In news– To promote the use of NavIC, the Indian version of GPS, the Indian Space Research Organisation (ISRO) will introduce the L1 frequency in all its future satellites.
The L1 frequency for NavIC-
- As per ministry of Science and Technology, the next satellites, starting from NVS-01 onwards, will have an L1 band for civilian navigational use.
- The seven satellites in the NavIC constellation so far use two frequencies for providing positioning data — the L5 and S bands.
- The new satellites NVS-01 onwards, meant to replace these satellites, will also have L1 frequency.
- L1 sends a navigation message at 1575.42 MHz, the coarse acquisition C/A code (which is open to the public), and an encrypted precision (P) code known as the P(Y) code (restricted access).

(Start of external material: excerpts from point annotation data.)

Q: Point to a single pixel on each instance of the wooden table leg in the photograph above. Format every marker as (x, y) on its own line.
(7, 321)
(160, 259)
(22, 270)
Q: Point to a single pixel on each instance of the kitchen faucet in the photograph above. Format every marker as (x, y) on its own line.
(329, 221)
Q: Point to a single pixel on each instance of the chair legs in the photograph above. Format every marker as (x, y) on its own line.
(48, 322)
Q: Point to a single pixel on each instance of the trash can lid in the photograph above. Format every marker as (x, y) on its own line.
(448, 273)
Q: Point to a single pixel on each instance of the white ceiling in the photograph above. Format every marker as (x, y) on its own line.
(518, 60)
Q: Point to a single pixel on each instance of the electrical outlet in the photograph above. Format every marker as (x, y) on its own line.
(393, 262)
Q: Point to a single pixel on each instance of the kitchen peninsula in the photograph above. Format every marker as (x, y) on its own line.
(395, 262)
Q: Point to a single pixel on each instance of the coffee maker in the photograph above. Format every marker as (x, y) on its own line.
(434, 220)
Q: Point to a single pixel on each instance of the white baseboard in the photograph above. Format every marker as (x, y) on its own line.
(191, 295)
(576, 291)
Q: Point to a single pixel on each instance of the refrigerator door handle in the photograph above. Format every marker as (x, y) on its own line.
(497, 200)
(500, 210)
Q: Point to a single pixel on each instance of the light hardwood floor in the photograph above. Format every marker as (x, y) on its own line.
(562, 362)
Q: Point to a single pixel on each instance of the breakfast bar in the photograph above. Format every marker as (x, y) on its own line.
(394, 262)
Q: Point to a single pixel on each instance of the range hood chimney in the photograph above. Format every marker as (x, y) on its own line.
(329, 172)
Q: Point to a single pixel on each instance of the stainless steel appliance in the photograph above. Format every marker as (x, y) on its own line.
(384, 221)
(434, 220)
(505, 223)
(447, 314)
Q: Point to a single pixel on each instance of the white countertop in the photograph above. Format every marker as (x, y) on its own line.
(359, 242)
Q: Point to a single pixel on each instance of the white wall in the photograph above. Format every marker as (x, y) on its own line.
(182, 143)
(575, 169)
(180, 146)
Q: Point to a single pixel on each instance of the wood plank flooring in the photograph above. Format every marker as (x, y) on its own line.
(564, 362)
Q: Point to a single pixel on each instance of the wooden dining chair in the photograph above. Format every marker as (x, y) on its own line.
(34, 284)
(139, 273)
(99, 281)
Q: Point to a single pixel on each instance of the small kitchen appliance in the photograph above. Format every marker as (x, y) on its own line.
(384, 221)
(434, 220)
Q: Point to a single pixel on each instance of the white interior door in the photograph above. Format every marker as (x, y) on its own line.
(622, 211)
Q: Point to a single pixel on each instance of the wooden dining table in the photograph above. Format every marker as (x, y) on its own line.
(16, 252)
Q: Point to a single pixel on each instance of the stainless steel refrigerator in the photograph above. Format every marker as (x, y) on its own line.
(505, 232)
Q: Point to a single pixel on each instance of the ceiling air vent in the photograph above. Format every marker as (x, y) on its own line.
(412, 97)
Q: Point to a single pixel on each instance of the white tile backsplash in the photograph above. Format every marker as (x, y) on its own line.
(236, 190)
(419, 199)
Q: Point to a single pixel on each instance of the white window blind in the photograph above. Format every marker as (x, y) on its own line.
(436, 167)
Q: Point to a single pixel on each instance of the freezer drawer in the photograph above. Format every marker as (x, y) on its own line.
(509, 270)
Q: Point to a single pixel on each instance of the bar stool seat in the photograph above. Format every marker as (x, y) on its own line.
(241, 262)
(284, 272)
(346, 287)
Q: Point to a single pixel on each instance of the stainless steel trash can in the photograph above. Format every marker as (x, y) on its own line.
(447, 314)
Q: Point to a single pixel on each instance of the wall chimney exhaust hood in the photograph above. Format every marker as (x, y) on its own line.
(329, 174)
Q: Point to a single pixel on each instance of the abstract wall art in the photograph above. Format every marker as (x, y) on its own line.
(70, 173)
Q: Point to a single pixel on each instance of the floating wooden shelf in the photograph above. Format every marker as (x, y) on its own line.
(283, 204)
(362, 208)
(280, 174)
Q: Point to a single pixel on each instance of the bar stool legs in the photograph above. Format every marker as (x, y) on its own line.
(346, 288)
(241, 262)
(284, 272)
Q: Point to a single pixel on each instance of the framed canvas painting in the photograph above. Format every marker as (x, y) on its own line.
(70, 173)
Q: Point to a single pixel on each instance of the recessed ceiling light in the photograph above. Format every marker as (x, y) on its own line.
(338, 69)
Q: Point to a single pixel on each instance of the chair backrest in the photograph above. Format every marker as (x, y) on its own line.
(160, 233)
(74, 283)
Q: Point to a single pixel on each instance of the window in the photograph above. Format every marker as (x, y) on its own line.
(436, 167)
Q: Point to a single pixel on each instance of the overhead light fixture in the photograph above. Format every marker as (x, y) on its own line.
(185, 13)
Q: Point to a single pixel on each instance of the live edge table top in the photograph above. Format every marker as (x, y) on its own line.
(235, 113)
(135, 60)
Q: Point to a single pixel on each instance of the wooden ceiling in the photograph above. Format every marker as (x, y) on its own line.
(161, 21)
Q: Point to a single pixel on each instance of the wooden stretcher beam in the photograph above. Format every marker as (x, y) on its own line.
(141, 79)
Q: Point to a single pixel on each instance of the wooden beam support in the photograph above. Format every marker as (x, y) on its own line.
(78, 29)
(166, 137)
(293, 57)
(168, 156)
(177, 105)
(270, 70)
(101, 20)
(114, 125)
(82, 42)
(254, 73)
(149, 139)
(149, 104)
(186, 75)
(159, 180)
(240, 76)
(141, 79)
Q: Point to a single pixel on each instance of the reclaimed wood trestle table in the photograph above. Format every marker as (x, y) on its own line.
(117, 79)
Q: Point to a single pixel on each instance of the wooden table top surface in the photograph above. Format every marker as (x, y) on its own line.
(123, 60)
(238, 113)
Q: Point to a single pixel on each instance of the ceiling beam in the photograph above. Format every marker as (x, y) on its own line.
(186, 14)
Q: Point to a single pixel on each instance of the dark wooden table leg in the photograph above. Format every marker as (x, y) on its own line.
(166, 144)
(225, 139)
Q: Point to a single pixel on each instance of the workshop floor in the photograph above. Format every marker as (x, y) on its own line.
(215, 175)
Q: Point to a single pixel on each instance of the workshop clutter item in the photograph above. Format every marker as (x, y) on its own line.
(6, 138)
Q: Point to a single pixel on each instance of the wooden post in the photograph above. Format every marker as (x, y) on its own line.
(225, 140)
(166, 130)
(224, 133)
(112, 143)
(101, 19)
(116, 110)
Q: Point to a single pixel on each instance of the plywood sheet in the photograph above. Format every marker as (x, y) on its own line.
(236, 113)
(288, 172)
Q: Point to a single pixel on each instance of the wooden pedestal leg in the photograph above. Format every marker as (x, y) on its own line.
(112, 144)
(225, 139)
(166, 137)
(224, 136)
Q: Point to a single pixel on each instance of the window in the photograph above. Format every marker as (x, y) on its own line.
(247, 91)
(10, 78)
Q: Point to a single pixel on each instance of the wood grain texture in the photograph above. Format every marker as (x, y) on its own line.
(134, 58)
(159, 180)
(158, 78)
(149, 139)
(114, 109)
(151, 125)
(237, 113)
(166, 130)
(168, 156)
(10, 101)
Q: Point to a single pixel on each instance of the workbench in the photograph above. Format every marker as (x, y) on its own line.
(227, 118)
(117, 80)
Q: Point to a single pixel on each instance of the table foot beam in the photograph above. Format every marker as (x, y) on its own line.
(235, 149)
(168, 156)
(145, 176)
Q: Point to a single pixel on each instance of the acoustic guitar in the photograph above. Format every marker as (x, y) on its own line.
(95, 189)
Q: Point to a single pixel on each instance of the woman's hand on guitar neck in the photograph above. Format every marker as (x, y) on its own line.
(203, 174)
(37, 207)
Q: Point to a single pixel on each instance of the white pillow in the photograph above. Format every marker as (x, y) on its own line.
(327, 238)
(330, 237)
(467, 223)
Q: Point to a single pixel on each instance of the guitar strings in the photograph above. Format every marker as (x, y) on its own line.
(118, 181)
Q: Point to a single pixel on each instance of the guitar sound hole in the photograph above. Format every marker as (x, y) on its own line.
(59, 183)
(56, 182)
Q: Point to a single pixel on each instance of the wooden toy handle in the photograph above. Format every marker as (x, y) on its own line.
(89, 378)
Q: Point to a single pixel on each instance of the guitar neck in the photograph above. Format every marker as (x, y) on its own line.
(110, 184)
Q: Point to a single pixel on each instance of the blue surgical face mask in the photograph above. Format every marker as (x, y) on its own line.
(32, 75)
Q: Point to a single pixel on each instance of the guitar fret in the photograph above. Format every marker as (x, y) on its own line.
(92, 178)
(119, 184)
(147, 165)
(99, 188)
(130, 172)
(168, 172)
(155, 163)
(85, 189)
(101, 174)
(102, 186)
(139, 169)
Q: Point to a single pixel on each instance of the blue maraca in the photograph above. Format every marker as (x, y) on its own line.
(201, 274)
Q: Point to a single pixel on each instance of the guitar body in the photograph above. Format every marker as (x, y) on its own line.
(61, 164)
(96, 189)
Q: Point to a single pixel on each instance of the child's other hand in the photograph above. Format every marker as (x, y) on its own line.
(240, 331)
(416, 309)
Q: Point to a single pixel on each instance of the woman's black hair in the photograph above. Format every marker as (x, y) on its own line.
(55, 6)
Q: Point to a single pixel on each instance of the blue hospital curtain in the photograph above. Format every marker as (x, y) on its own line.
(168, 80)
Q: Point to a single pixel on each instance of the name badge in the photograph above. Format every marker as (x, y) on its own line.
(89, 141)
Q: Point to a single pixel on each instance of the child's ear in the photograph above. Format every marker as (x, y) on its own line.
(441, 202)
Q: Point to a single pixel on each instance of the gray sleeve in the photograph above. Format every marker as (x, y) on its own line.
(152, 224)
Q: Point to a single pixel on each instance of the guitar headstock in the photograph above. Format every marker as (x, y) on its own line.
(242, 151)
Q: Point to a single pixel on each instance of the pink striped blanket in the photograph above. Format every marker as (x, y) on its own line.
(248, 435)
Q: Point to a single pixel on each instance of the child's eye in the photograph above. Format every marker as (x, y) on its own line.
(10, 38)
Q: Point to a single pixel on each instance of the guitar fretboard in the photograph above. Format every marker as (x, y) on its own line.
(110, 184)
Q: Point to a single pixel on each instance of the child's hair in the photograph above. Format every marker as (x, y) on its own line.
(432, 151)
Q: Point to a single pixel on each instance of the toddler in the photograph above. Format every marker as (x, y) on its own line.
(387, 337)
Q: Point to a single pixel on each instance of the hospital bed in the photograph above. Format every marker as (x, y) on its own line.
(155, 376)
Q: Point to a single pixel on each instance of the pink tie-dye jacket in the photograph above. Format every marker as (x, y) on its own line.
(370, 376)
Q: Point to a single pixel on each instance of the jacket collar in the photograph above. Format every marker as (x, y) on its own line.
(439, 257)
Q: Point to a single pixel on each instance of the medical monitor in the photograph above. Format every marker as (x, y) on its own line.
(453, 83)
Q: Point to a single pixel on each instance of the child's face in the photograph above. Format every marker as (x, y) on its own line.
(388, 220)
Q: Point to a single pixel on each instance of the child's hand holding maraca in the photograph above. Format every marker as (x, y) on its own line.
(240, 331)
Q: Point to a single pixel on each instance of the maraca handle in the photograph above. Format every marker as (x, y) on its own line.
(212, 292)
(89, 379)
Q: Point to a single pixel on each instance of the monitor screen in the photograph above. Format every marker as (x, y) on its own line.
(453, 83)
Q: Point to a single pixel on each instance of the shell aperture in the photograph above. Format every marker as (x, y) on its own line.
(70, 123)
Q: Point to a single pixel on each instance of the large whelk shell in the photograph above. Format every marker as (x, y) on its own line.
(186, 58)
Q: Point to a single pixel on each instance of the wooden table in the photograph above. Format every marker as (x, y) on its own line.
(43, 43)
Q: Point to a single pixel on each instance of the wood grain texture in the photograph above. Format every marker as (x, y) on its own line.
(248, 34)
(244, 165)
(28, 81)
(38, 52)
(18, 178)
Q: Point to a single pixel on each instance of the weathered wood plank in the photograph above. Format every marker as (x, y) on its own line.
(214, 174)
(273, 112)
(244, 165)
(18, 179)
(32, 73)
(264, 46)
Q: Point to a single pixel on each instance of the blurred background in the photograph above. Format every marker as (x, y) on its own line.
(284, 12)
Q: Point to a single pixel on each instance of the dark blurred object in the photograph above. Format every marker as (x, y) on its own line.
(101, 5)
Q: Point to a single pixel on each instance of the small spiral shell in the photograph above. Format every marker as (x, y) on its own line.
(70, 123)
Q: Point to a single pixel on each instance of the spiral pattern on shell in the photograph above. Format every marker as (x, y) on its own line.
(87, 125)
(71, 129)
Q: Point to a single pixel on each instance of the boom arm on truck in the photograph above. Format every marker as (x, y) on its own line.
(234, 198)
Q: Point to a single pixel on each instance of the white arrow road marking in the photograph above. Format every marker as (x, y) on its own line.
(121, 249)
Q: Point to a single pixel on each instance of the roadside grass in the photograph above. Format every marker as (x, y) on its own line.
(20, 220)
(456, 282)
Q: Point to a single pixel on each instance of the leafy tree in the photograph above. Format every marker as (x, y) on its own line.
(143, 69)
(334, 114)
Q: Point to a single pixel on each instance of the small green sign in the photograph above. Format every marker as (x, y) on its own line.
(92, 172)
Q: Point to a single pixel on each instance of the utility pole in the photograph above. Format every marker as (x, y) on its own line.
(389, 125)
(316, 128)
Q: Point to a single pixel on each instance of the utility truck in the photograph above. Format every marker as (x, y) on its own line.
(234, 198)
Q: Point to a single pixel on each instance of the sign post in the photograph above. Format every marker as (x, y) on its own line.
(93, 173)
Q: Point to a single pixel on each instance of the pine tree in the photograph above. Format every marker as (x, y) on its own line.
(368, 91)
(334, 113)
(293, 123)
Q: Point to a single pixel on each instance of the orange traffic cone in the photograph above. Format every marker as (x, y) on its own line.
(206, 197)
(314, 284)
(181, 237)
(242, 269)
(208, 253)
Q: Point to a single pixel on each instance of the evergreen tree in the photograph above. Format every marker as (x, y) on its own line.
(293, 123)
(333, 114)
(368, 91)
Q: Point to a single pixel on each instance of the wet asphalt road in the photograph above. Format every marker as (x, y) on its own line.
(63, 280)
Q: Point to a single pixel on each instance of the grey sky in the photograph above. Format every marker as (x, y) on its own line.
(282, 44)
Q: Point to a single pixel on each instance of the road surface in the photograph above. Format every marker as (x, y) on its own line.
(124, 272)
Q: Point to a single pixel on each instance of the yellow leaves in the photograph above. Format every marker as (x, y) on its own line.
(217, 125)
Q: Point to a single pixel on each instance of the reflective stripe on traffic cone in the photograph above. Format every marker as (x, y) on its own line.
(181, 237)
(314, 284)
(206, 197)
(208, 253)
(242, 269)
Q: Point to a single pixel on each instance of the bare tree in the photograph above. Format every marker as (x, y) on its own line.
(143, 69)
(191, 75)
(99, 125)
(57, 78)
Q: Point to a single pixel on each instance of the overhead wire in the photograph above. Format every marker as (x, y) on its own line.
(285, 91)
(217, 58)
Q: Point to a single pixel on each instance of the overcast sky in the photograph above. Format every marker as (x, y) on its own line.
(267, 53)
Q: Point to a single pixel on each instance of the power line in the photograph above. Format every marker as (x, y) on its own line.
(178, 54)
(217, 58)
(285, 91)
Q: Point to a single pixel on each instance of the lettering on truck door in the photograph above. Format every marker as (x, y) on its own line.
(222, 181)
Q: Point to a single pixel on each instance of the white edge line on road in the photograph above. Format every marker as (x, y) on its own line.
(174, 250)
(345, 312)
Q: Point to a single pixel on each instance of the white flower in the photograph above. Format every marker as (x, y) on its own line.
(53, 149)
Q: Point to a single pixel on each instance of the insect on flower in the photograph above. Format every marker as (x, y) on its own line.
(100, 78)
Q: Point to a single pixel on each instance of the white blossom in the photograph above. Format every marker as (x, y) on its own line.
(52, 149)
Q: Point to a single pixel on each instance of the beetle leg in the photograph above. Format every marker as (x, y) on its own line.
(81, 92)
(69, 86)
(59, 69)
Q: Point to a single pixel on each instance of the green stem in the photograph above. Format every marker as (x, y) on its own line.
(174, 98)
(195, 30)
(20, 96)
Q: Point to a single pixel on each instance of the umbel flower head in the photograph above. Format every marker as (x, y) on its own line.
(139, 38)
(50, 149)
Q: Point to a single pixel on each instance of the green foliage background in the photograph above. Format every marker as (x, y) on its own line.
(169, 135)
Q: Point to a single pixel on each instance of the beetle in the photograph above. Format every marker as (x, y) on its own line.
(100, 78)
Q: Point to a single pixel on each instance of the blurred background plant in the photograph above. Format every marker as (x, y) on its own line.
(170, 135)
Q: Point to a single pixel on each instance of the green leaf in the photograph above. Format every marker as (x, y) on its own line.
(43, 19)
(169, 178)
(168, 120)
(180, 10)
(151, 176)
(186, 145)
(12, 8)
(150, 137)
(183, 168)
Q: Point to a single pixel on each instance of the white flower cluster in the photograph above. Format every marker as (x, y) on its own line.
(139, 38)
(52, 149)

- The L1 is the oldest and most established GPS signals, which even the less sophisticated, civilian-use devices such as smartwatches are capable of receiving.
- Thus, with this band, the use of NavIC in civilian-use gadgets can go up.
About ‘NAVigation with the Indian Constellation’ (NavIC)-
- NavIC is India’s homegrown alternative to GPS. Developed by ISRO, the navigation satellite system was first approved in 2006 at a cost of $174 million, but became operational only by 2018. At present, it consists of eight satellites, covering the whole of India and up to 1,500 km from its boundaries.
- NavIC is mainly being used in public vehicle tracking, to provide emergency warning alerts to fishermen venturing into the deep sea, and for tracking data related to natural disasters.
- Apart from the US-owned GPS, the other prominent navigation systems are Galileo from the European Union, Russia-owned GLONASS and China’s Beidou. QZSS, operated by Japan, is another regional navigation system covering Asia-Oceania region.